The Fifth Risk(8)



Meanwhile, inside the DOE building, people claiming to be from the Trump administration appeared willy-nilly, unannounced, and unintroduced to the career people. “There’s a mysterious kind of chain from the Trump loyalists who have shown up inside DOE to the White House,” said a career civil servant. “That’s how decisions, like the budget, seem to get made. Not by Perry.” The woman who ran the Obama department’s energy-policy analysis unit received a call from DOE staff telling her that her office was now occupied by Eric Trump’s brother-in-law. Why? No one knew. “Yes, you can notice the difference,” says one young career civil servant, in response to the obvious question. “There’s a lack of professionalism. They’re not very polite. Maybe they’ve never worked in an office or government setting. It’s not hostility so much as a real sense of concern with sharing information with career employees. Because of that lack of communication, nothing is being done. All policy questions remain unanswered.”

The DOE has a program to provide low-interest loans to companies to encourage risky corporate innovation in alternative energy and energy efficiency. The program became infamous when one of its borrowers, the solar energy company Solyndra, was unable to repay its loan, but, as a whole, since its inception in 2009, the program has turned a profit. And it has been demonstrably effective: it lent money to Tesla to build its factory in Fremont, California, when the private sector would not, for instance. Every Tesla you see on the road came from a facility financed by the DOE. Its loans to early-stage solar energy companies launched the industry. There are now thirty-five viable utility-scale, privately funded solar companies—up from zero a decade ago. And yet today the program sits frozen. “There’s no direction what to do with the applications,” says the young career civil servant. “Are we shutting the program down? There’s no staff, just me. People keep bugging me for direction. It’s got to the point I don’t care if you tell me to tear the program down. Just tell me what you want to do so I can do it intelligently.” Another permanent employee, in another wing of the DOE, says, “The biggest change is the grinding to a halt of any proactive work. There’s very little work happening. There’s a lot of confusion about what our mission was going to be. For a majority of the workforce it’s been demoralizing.”

Over and over again, I was asked by people who worked inside the DOE not to use their names, or identify them in any way, for fear of reprisal. “People are heading for the doors,” says Tarak Shah. “And that’s really sad and destructive. The best and the brightest are the ones being targeted. They will leave fastest. Because they will get the best job offers.”

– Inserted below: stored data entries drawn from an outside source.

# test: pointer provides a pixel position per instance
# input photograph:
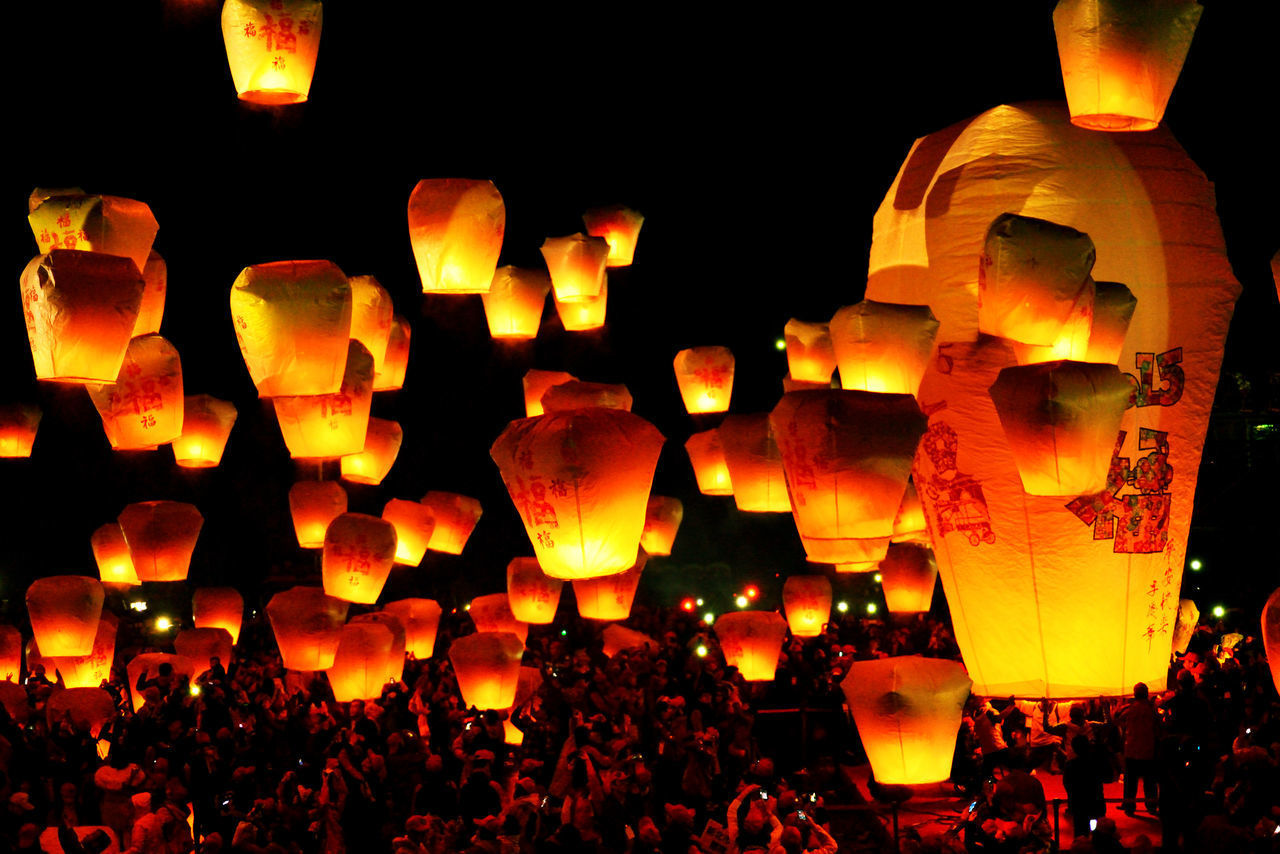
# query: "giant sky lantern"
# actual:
(1057, 596)
(580, 482)
(456, 227)
(908, 713)
(272, 48)
(1121, 59)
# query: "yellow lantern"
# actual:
(80, 309)
(580, 482)
(705, 378)
(359, 552)
(456, 225)
(330, 425)
(752, 640)
(292, 322)
(513, 304)
(908, 713)
(531, 594)
(487, 666)
(272, 48)
(161, 537)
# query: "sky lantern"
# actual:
(272, 49)
(330, 425)
(306, 624)
(707, 455)
(64, 612)
(580, 482)
(1120, 60)
(487, 666)
(80, 309)
(456, 227)
(359, 552)
(515, 301)
(705, 378)
(908, 713)
(752, 640)
(144, 407)
(848, 457)
(1055, 596)
(531, 594)
(161, 537)
(456, 517)
(315, 503)
(218, 608)
(292, 322)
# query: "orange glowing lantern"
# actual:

There might be no time in the history of the country when it was so interesting to know what was going on inside these bland federal office buildings—because there has been no time when those things might be done ineptly, or not done at all. But if you want to know how the DOE works—the problems it manages, the fears that keep its employees awake at night, the things it does you just sort of assume will continue being done—there’s no real point in being inside the DOE. Anyone who wants a blunt, open assessment of the risks inherent in the United States government now has to leave it to find it.



By the time I reached John MacWilliams’s kitchen table, in Quogue, Long Island, I knew about as much about the DOE as he had when he’d started there, back in 2013. MacWilliams had spent a lot of his life pursuing and obtaining a place in the world that he actually hadn’t wanted. In the early 1980s, after graduating from Stanford and Harvard Law School, he took a coveted job at a prestigious New York law firm. Seeing that the action was not in law but in finance, he jumped to Goldman Sachs, where, as an investment banker specializing in the energy sector, he rose quickly. Six years into his career as a Goldman banker, he realized he didn’t want to be a banker any more than he’d wanted to be a lawyer. He was actually seriously interested in the energy sector—he could see it was on the cusp of a great transformation—but he didn’t particularly care for Wall Street or the effect it was having on him. “One day I looked in the mirror shaving and there was this haggard face and I said,” But for the money, would you do this?’” What he wanted, he thought, was to be a writer—but when he shared his secret ambition with his Goldman boss, his boss just looked at him pityingly and said, “John, you have to have talent to write a book.” He wasn’t rich at that point—he had a few hundred grand to his name—but, at the age of thirty-five, he quit his Goldman job and set out to be a novelist.

For the next year he wrote the novel he had imagined—The Fire Dream, he called it—and, despite the indifference of the publishing industry, he began another one. But while the first story had come naturally to him, the second one felt forced. He sensed that he probably didn’t want to be a writer much more than he had wanted to be a lawyer or an investment banker. “The hardest part was admitting to myself in my black blue jeans that I missed my old life,” he said. He set out to raise money for a fund that would invest in energy companies—at which point an editor from Random House called and said he couldn’t get The Fire Dream out of his head and regretted having rejected it. MacWilliams sensed absurdity in his situation: he’d already abandoned his literary ambition. “I can’t be a novelist trying to raise an equity fund,” he said, so he stuck his novel back in the drawer and became a founding partner of the Beacon Group, a private investment firm, and also within that group was co-head of a Beacon fund that specifically invested in the energy field. Seven years later he and his partners sold the Beacon Group to JPMorgan Chase for $500 million.